Ripartenza a Terni, Arca: “Un significativo polo universitario per porre fine alla transumanza dei nostri figli”

La responsabile di Europa Verde Terni e del Comitato cittadino per il Teleriscaldamento tra le priorità indica il potenziamento di: “Trasporto pubblico, centri di ricerca, cultura, cinema, commercio avanzato”

foto di repertorio

Ripartire, seguendo tutte le misure di distanziamento sociale, in modo da poter apportare dei benefici a livello macro. La città di Terni ha fortunatamente subito in modo limitato l’emergenza sanitaria. Ora però necessita di dover riaccendere appieno, seppur progressivamente, il proprio motore produttivo onde evitare di accentuare una crisi già purtroppo tangibile. In che modo? La responsabile di Europa Verde Terni e del Comitato cittadino per il Teleriscaldamento Francesca Arca indica le possibili soluzioni.

“Mi aspetto investimenti per costituire un significativo polo Universitario e porre fine così, alla transumanza dei nostri figli costretti a pendolare o a trasferirsi in altre città universitarie”. Tutto ciò venga: “Accompagnato da investimenti per il trasporto pubblico, centri di ricerca, cultura, cinema, commercio avanzato”.

Un altro aspetto sul quale si sofferma Francesca Arca è quello di un fenomeno, da diversi decenni, molto diffuso anche nel nostro capoluogo: “E’ necessario che si ponga fine alla sequela di amministrazioni locali che, nel tempo, non hanno messo in atto politiche di sviluppo tali da trattenere a Terni tutti quei giovani ternani laureatisi fuori città e magari poi unitisi al fenomeno dei "cervelli in fuga", sostenendo quindi le imprese green, le start up di giovani, il lavoro femminile e il turismo sostenibile. Il tutto coadiuvato da una conversione ecologica e da una vera tutela ambientale, attivando finalmente il teleriscaldamento, servizio già presente in tante altre città industriali italiane, tra le maggiori Brescia, Sondrio e Milano”.

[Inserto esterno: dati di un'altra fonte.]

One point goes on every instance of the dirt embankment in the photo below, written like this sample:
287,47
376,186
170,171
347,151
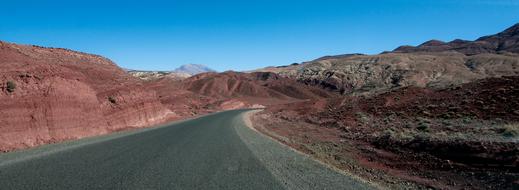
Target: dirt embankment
464,136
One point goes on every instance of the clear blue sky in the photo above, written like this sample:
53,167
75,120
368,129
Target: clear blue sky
245,34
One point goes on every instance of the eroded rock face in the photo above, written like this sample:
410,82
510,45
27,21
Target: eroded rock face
432,64
61,94
382,72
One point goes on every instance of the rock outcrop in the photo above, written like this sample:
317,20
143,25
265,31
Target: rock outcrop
506,41
60,94
432,64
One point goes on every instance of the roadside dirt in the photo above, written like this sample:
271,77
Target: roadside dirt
411,137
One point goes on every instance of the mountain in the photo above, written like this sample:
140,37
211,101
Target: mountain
432,64
193,69
155,75
54,94
506,41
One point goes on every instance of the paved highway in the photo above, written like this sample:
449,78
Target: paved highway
217,151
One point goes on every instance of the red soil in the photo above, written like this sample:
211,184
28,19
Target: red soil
62,94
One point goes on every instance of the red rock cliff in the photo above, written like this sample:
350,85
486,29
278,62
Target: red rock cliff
49,95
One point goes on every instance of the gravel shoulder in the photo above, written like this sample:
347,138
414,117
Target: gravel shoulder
293,169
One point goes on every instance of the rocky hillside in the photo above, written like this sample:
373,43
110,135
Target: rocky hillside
183,72
503,42
193,69
52,94
260,88
425,67
155,75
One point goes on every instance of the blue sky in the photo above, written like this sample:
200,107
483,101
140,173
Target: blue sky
245,34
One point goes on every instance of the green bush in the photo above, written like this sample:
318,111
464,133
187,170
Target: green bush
11,86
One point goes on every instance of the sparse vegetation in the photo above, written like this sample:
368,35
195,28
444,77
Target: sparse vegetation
112,100
510,130
11,86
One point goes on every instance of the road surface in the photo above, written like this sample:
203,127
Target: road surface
217,151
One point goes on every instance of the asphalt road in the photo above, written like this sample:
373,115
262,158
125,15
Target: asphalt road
212,152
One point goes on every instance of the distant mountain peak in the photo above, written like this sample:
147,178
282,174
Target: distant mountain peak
193,69
505,41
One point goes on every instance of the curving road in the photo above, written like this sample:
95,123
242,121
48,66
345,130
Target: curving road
217,151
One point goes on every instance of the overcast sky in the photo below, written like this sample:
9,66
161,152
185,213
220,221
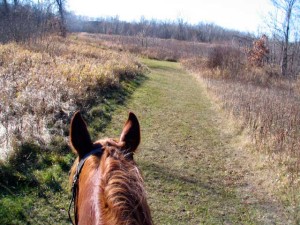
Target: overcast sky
243,15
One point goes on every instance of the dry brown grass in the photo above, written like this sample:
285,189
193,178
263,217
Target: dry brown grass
267,105
43,82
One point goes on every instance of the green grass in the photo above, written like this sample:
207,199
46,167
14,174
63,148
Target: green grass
183,152
34,182
183,157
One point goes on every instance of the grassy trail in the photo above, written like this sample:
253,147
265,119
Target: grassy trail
184,154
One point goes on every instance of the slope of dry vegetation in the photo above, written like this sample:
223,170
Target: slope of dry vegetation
250,89
266,104
43,82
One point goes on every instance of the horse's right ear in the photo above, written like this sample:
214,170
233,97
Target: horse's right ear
79,135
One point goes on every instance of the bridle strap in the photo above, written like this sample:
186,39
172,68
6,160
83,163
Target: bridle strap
76,177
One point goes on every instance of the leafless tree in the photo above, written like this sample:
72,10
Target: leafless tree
284,18
62,23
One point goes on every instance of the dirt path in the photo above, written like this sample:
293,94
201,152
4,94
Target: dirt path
192,172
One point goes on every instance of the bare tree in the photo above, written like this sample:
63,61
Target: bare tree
283,18
62,23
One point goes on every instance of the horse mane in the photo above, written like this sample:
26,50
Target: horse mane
122,197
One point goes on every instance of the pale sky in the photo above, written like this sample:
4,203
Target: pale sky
234,14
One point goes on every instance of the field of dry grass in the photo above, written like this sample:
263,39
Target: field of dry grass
266,105
42,83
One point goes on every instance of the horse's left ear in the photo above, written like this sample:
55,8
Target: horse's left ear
131,135
79,135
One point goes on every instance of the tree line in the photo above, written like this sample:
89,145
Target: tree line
178,29
26,19
21,20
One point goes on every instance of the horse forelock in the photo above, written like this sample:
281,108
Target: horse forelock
122,197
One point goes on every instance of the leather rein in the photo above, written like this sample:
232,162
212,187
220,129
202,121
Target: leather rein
76,177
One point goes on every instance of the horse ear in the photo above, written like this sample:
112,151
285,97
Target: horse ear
79,135
131,135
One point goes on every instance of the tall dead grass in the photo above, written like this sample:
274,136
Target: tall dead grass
266,104
42,83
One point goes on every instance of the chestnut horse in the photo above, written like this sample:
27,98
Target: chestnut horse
108,188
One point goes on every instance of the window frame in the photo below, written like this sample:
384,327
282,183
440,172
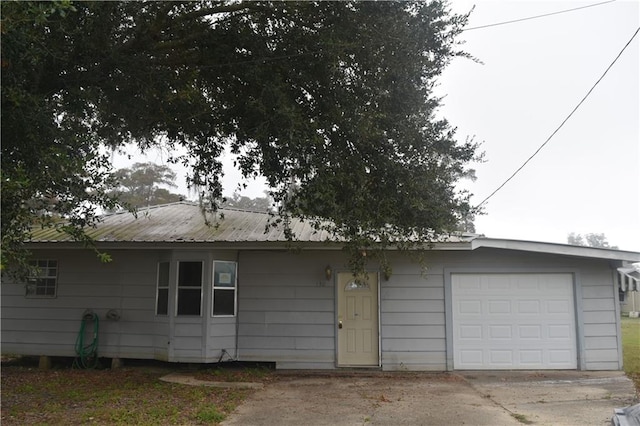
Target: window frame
36,279
233,288
179,287
163,287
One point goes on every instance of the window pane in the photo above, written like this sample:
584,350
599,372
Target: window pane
188,301
190,274
163,274
224,274
224,302
162,307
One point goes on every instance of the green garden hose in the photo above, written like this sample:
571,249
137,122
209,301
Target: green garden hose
87,352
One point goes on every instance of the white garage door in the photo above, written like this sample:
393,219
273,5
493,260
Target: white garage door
513,321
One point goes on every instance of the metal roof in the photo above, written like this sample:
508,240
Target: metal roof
186,222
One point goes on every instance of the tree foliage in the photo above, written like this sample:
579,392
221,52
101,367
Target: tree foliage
332,102
589,240
139,185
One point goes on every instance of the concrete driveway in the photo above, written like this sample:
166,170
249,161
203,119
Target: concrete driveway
461,398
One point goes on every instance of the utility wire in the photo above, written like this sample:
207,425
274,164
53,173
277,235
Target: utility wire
563,121
537,16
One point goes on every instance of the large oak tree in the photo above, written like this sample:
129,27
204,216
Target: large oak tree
331,101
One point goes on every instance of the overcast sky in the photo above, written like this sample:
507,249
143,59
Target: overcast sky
533,73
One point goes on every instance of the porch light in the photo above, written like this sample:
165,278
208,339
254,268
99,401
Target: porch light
328,272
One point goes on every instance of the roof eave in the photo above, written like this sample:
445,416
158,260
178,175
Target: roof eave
553,248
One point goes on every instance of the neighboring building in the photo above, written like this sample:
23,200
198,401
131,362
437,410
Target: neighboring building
629,284
179,290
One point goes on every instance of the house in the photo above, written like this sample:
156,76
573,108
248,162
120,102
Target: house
180,290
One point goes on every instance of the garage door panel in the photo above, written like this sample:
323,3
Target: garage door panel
528,324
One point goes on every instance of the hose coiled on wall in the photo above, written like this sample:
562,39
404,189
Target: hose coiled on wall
87,352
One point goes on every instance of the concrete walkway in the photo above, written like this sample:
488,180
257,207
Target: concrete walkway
469,398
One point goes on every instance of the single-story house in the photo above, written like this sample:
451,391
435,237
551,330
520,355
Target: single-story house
180,290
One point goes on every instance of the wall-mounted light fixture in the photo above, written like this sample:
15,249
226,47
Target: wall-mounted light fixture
328,272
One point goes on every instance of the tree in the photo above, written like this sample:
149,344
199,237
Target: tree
589,240
332,102
138,185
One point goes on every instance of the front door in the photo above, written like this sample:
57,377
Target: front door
358,320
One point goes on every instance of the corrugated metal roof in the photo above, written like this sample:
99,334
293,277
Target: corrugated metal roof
185,222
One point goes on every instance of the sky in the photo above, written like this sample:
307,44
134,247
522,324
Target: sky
528,78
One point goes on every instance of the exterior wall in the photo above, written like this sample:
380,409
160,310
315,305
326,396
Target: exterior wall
286,308
49,326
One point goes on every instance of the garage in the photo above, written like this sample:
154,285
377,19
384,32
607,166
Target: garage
513,321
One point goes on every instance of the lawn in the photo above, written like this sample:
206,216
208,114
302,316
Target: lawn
631,349
131,395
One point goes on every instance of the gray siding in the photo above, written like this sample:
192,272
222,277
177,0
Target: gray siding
49,326
286,308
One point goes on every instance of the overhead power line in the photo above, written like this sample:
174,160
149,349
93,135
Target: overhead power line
563,121
537,16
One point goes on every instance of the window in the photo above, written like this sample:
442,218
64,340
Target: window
43,279
189,288
162,294
224,288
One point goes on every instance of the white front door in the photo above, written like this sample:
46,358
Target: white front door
358,320
513,321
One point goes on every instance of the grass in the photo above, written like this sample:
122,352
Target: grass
631,349
131,395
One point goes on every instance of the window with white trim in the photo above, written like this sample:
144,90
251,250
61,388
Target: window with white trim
43,278
224,288
162,292
189,297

Tra le tematiche mainstream del momento c’è quella relativa alla possibile cessione di Acciai Speciali Terni o ricerca di una partnership: “Il sito produttivo rappresenta ancora oggi una considerevole fetta del prodotto interno lordo ternano e dell’intera Umbria. In questa fase di transizione mi aspetto sostegno alla questione Ast che la vede trasferita in una Business Unit per traguardare così alla vendita, al fine di scongiurarne la chiusura o un forte ridimensionamento che, con un'enorme perdita occupazionale, provocherebbe oggi la morte della nostra città. Solo se prenderemo questa strada, assicureremo un futuro di benessere, di salute, di giustizia sociale e ambientale a noi e ai nostri figli”.